Complete step-by-step answer:
Here, we are given that John deposited 10,000 to open a new saving that earned 4 percent annual interest, compounded quarterly. Now, we have to find the amount of money in John’s account 6 months after the account was opened if there were no transactions in the account. Before proceeding with this question, let us first see what compound interest is. Compound Interest is the interest calculated as the principal and the interest accumulated over the previous period. While calculating compound interest, the amount for a certain period of the time becomes principal for a further period of time. We can use the following formula to calculate the compound interest:
Compound Interest = Amount – Principal
where the amount is given by:
\[A=P{{\left( 1+\dfrac{r}{100} \right)}^{t}}\]
Here, A = Amount for the desired time, P = Principal, r = rate of interest for the desired time, t = time for which the interest is to be calculated.

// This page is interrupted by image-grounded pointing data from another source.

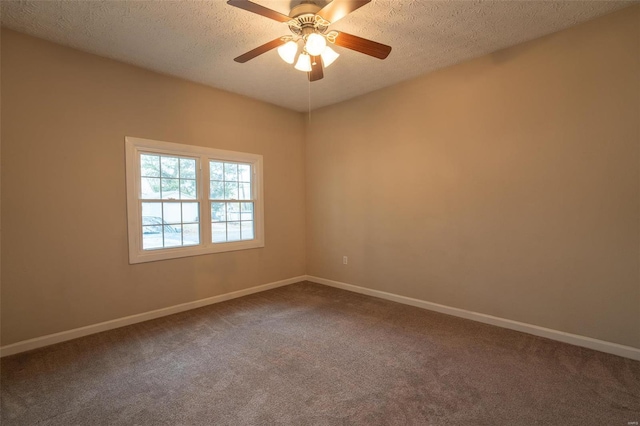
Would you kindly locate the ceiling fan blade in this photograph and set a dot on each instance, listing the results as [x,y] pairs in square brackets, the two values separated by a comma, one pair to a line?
[259,50]
[260,10]
[316,72]
[338,9]
[362,45]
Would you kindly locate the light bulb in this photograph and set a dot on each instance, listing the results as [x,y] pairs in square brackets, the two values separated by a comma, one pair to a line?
[304,63]
[328,56]
[316,44]
[288,51]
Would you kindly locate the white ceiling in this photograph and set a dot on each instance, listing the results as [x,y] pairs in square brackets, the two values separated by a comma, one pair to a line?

Now, let us consider our question. Here, we are given that John deposited 10,000, so we get our principal value as 10,000. Also, we are given that the interest is compounded quarterly which means 4 times in a year. We have a total of 12 months in a year. So, we get \[\dfrac{12\text{ months}}{4}=3\text{ months}\]. So, this means that the interest is getting compounded every 3 months in a year. Now, we are given that the annual rate of the interest is 4%. That means the quarterly rate of the interest would be
\[\dfrac{\text{annual rate of interest}}{4}=\dfrac{4}{4}=1%\]

Also, we are asked to find the amount in John’s account after 6 months. We already know that the interest is getting compounded every 3 months, so in 6 months, it would be compounded twice. So, we get the time period as two. So, we finally get P = 10,000, r = 1 %, t = 2. By using the formula for amount, that is,
\[A=P{{\left( 1+\dfrac{r}{100} \right)}^{t}}\]
We get, \[A=10000{{\left( 1+\dfrac{1}{100} \right)}^{2}}\]
\[=10000{{\left( 1.01 \right)}^{2}}\]
\[=10201\]
So, the amount of money in John’s account will be $10201 after 6 months.

Hence, option (d) is the right answer.

Note: In this question, students often make a mistake while writing the ratio of the interest and time period. They write the rate of the interest as 4% which is wrong because we are given that this is the annual interest rate while we need to find the quarter interest rate. Also, some students write the time period as 6 months which is again wrong because interest is getting compounded every 3 months or quarterly. So, first of all, students must properly read whether interest is getting compounded annually or some other period of time and then only solve the question.